Identification of novel markers for neuroblastoma immunoclustering using machine learning

Longguo Zhang; Huixin Li; Fangyan Sun; Qiuping Wu; Leigang Jin; Aimin Xu; Jiarui Chen; Ranyao Yang

doi:10.3389/fimmu.2024.1446273

Identification of novel markers for neuroblastoma immunoclustering using machine learning

Front Immunol. 2024 Nov 4:15:1446273. doi: 10.3389/fimmu.2024.1446273. eCollection 2024.

Authors

Longguo Zhang^#^{1

2}, Huixin Li^#^{1

2}, Fangyan Sun^{1

2}, Qiuping Wu^{1

2}, Leigang Jin^{1

2}, Aimin Xu^{1

2}, Jiarui Chen³, Ranyao Yang^{1

2

4}

Affiliations

¹ State Key Laboratory of Pharmaceutical Biotechnology, The University of Hong Kong, Hong Kong, Hong Kong SAR, China.
² Department of Medicine, The University of Hong Kong, Hong Kong, Hong Kong SAR, China.
³ Guangdong Provincial Key Laboratory of Food, Nutrition and Health, and Department of Nutrition, School of Public Health, Sun Yat-sen University, Guangzhou, China.
⁴ Department of Clinical Pharmacy, Jining First People's Hospital, Shandong First Medical University, Jining, China.

^# Contributed equally.

Abstract

Background: Due to the unique heterogeneity of neuroblastoma, its treatment and prognosis are closely related to the biological behavior of the tumor. However, the effect of the tumor immune microenvironment on neuroblastoma needs to be investigated, and there is a lack of biomarkers to reflect the condition of the tumor immune microenvironment.

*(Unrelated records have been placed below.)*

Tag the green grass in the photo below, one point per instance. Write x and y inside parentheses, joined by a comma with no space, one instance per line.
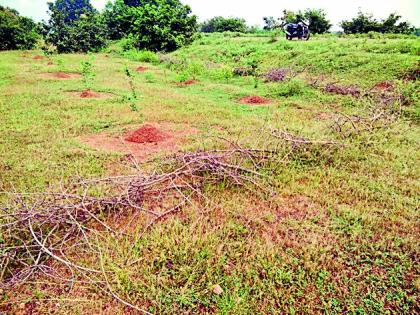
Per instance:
(341,234)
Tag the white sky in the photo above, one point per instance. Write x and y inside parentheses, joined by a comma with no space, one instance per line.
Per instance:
(253,11)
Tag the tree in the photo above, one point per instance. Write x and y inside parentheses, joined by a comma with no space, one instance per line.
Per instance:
(74,26)
(16,32)
(390,25)
(365,23)
(73,9)
(221,24)
(159,25)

Methods: The GEO Database was used to download transcriptome data (both training dataset and test dataset) on neuroblastoma. Immunity scores were calculated for each sample using ssGSEA, and hierarchical clustering was used to categorize the samples into high and low immunity groups. Subsequently, the differences in clinicopathological characteristics and treatment between the different groups were examined. Three machine learning algorithms (LASSO, SVM-RFE, and Random Forest) were used to screen biomarkers and synthesize their function in neuroblastoma.

Results: In the training set, there were 362 samples in the immunity_L group and 136 samples in the immunity_H group, with differences in age, MYCN status, etc. Additionally, the tumor microenvironment can also affect the therapeutic response of neuroblastoma. Six characteristic genes (BATF, CXCR3, GIMAP5, GPR18, ISG20, and IGHM) were identified by machine learning, and these genes are associated with multiple immune-related pathways and immune cells in neuroblastoma.

Conclusions: BATF, CXCR3, GIMAP5, GPR18, ISG20, and IGHM may serve as biomarkers that reflect the conditions of the immune microenvironment of neuroblastoma and hold promise in guiding neuroblastoma treatment.

Keywords: biomarker; immunoclustering; machine learning; neuroblastoma; tumor microenvironment.

MeSH terms

Biomarkers, Tumor* / genetics
Child
Child, Preschool
Cluster Analysis
Computational Biology / methods
Female
Gene Expression Profiling
Gene Expression Regulation, Neoplastic
Humans
Infant
Machine Learning*
Male
Neuroblastoma* / genetics
Neuroblastoma* / immunology
Transcriptome
Tumor Microenvironment* / genetics
Tumor Microenvironment* / immunology

Substances

Biomarkers, Tumor

Grants and funding

The author(s) declare financial support was received for the research, authorship, and/or publication of this article. This work was supported by Hong Kong Research Grants Council/Area of Excellence (AoE/M/707-18), Shenzhen-Hong Kong-Macau Science and Technology Program Category C (SGDX20210823103537031), General Research Fund (17125022) and National Natural Science Foundation of China (81800754).